Nesta terça-feira (29/7), o presidente Luiz Inácio Lula da Silva (PT) decidiu vetar um trecho do projeto de lei aprovado pelo Congresso Nacional que diminuía a pena mínima aplicada a casos de lavagem de dinheiro. A proposta previa reduzir a punição mínima de 3 para 2 anos, ao mesmo tempo em que aumentava a máxima de 10 para 12 anos de prisão.

A justificativa para o veto, publicada no Diário Oficial da União (DOU), ressalta que a mudança enfraqueceria o sistema jurídico nacional no combate a crimes de ocultação de bens e valores. O Ministério da Justiça recomendou a rejeição do trecho, argumento que foi acolhido pelo presidente.

Penas mais rígidas para crimes envolvendo cabos e equipamentos de rede

Nova lei sancionada por Lula agrava punição para furto e roubo de infraestrutura

Além do veto à redução da pena para lavagem de dinheiro, Lula também sancionou um projeto que endurece as penas para furto, roubo e receptação de fios, cabos ou equipamentos usados na transmissão de energia, telefonia ou dados. A legislação agora também prevê punições mais severas para quem interromper ou perturbar serviços essenciais como telefonia e internet.
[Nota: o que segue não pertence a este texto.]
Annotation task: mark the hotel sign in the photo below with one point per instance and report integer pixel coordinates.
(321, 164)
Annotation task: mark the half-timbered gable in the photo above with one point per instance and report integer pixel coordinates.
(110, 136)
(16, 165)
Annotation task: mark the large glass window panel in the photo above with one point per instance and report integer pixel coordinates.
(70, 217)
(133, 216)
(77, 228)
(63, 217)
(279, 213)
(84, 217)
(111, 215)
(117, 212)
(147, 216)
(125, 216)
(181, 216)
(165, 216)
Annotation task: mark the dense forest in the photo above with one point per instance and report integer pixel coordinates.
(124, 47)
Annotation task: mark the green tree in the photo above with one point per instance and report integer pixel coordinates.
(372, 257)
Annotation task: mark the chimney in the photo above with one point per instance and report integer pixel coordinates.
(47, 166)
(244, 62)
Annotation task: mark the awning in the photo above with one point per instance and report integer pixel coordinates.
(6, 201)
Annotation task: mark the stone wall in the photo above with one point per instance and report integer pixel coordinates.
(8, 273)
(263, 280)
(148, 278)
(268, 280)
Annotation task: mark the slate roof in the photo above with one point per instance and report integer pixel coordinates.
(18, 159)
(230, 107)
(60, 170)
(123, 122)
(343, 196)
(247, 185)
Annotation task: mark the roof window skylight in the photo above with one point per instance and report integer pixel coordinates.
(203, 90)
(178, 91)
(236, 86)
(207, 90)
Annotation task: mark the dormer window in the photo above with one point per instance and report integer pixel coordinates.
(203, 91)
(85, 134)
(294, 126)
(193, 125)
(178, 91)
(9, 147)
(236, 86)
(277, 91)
Com a nova regra, o furto simples desses itens passa a ter pena de 2 a 8 anos de reclusão, além de multa. Já o roubo qualificado terá pena de 4 a 10 anos, podendo ser aumentada em até metade, dependendo das circunstâncias.

A mudança busca coibir uma prática que tem afetado serviços públicos e privados em diversas regiões do país, gerando prejuízos à população e às empresas prestadoras de serviço. A nova legislação tem como foco reforçar a segurança da infraestrutura nacional e combater o mercado clandestino de peças e cabos.

O aumento das penas foi bem recebido por especialistas em segurança pública e por representantes do setor de telecomunicações e energia, que frequentemente enfrentam danos causados por furtos desse tipo de equipamento.